Strategies for Archiving in Hybrid Environments


The drivers for archiving electronic content in a particular organization depend on a number of factors, including its corporate culture, senior management’s appetite for risk, the regulatory obligations it faces, the geographies in which it operates, and a variety of others.

The survey conducted for this white paper asked decision makers and influencers to rate the various drivers for electronic content archiving on a scale of 1 (not a driver) to 7 (a major driver), and also how these were changing over time. As shown in Figure 1, the most important drivers in 2017 are legal and contractual requirements to retain data for specified periods, regulatory compliance obligations, disaster recovery/business continuity, and eDiscovery.

While all of the drivers for archiving electronic content will become more important over the next two years, two findings from the research are noteworthy:

  1. While eDiscovery is today a fourth-place driver (albeit a close fourth place) for archiving, it will become tied for the most important driver in just two years’ time.
  2. The drivers for archiving that will grow in importance most quickly over the next two years are extracting insight and intelligence from archived data (growing in importance as a key driver by 50 percent) and giving employees the ability to search for their old content (33 percent).

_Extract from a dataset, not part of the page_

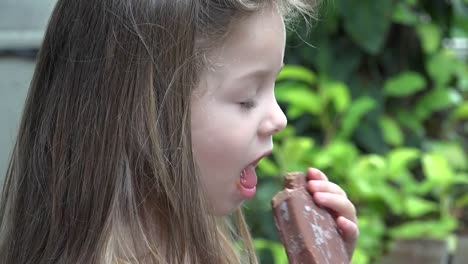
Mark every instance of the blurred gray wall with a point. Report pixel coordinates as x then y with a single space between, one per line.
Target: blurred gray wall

Admittedly, these are the least important motivators today for organizations to archive their electronic content, but a growing number of decision makers understand the importance of using their archived content for new and imaginative applications to business problems. 

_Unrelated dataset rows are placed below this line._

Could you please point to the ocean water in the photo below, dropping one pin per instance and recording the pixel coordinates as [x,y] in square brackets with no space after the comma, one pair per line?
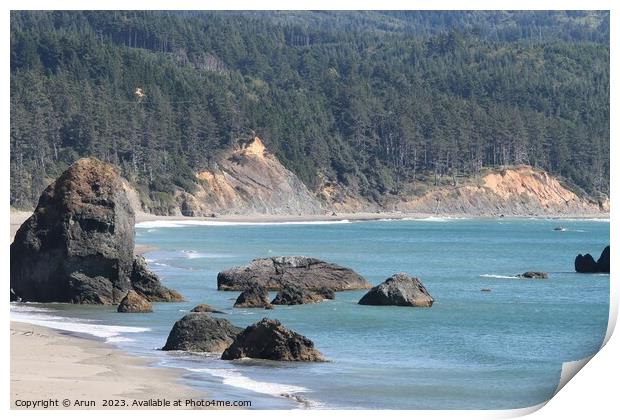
[471,350]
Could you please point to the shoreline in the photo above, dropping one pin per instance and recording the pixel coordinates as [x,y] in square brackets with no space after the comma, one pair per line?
[59,366]
[18,217]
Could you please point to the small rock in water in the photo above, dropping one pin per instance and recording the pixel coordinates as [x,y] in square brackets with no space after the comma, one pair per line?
[533,275]
[400,290]
[269,339]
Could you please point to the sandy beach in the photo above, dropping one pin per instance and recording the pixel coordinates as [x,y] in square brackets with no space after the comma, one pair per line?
[49,365]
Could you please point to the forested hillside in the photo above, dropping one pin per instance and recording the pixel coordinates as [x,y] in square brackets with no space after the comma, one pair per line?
[370,102]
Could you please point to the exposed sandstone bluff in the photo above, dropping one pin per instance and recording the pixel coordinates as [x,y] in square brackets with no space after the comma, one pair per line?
[78,245]
[134,302]
[275,272]
[249,180]
[200,332]
[586,263]
[269,339]
[399,290]
[516,191]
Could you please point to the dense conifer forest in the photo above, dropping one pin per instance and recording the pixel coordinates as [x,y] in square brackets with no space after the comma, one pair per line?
[369,100]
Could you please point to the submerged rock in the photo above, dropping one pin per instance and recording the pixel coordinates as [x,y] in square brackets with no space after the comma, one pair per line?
[308,273]
[586,263]
[78,245]
[199,332]
[203,307]
[400,290]
[255,296]
[534,275]
[292,294]
[133,302]
[269,339]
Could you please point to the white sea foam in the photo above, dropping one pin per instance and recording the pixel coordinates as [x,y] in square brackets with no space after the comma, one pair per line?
[187,223]
[498,276]
[111,333]
[235,378]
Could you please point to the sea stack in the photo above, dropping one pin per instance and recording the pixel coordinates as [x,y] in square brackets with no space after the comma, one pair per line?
[399,290]
[275,272]
[78,245]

Osterman Research is a supporter of the view that archiving should be used as a tool to gather intelligence about an organization and gain competitive or other advantages based on the insight gleaned from this information. For example, a huge amount of information is stored in data archives, such as emails, spreadsheets, social media posts, memos, graphics files, presentations, voicemails, contacts, databases, CRM data and other data types. This content is generated by and stored in a wide variety of venues. The traditional view of archiving will preserve this content in the event it is needed in the future – a proactive view of archiving will perform analytics on this content to search for meaningful insights that can be extracted from it.


Organizations are subject to a host of legal and contractual requirements, and must manage their eDiscovery process and control the costs associated with eDiscovery. Every organization – regardless of its size, the industry it serves or how much data it possesses – must retain important records for various lengths of time. The requirement to retain data is imposed from a variety of sources, including legal precedent (courts establish standards for the length of time that data must be retained), statutory obligations ( specifically defining the retention and production obligations for certain types of data), and internal best practices. Retention obligations apply to all forms of data, both physical and electronic. Organizations that reasonably anticipate pending litigation may also need to subject certain electronic content to a legal hold period that is different from their standard policies. A centralized archive can facilitate that process.

If eDiscovery is managed using a centralized and properly maintained archive, organizations are generally much more capable of addressing their litigation requirements and controlling the costs associated with those activities. In addition, for organizations that have frequent or extensive litigation or investigations, proactively addressing eDiscovery in a systematic way can significantly reduce overall eDiscovery expenses and other costs of litigation.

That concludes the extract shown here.